A CFD (contract for difference) is a common form of derivative trading in which a trader enters a contractual agreement to exchange the price difference of a pairing from the opening price to the closing price. Open a long position in the hopes of profiting from a valuation rise or, in contrast, open a short position in the hopes of profiting from a price drop. As such, this is a purely speculative form of trading.
What is spread betting in forex?
Another common form of forex trading is spread betting, which involves betting on a particular direction of a currency pairing’s valuation – meaning that the further a pair moves in said direction, the greater your profits. The size of your profits (or losses) is subsequently dependent on the amount of capital risked.
Choose your trading platform
As a digital trading platform, the forex market can be accessed via a variety of different mediums:
- Smartphone apps
- Web browsers
- Specialist platforms
Each platform will offer different forms of interaction, so it’s best to learn all the options and find out which is best suited to you.
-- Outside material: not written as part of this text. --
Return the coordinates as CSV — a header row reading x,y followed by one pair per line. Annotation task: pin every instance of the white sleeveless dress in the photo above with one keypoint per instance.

Specialist platforms such as MetTrader 4 offer a variety of useful features to enhance the trading experience. This can be overwhelming to first-time traders, it’s all about finding the platform that best lends itself to your strategy.
Establish a trading strategy
It’s important to have established a clear and defined strategy before diving into the market. Having a logical, informed trading plan in place is particularly important for first-timers, as this helps you understand how to trade forex effectively by ensuring you’ve removed any aspect of reactionary emotional trading from your decision-making.
Open, supervise and close your trade
If you are confident in your chosen pairing, platform and strategy, you’re ready to open your first position. Before risking any capital, however, you must consider whether this is the most opportunistic time in which to place this particular trade.
What is the best time to trade forex?
Deciding upon the best time to open a position on a pair depends on which currencies you are dealing with. Typically, the most profitable time to trade is during periods of overlap between two international markets, as these often boast the highest price ranges and most frequent activity. Throughout the day, there are three market overlaps:
- New York/London (1pm-5pm GMT) – The New York/London lasts 4 hours, making it the longest occuring overlap. With over 70% of trades being placed during this window, volatility is high, making this an optimal time to place a trade
- Sydney/Tokyo (7am-9am GMT) – As the US dollar and the euro are the two most commonly traded currencies, this window isn’t quite as prosperous as the aforementioned New York/London overlap. That’s not to say there isn’t an opportunity, however. On the contrary, if you were to trade in the window’s primary currency (JPY) then PIP fluctuation is still high
- London/Tokyo (8am-9am GMT) – Though this window typically sees the least activity, market volatility is still significantly high during this time
The best time to open or close a trade during your currency’s primary market hours. For example, if you were trading a USD/GBP pairing, the New York/London window would be most prosperous, as this is when these currencies are seeing the most activity.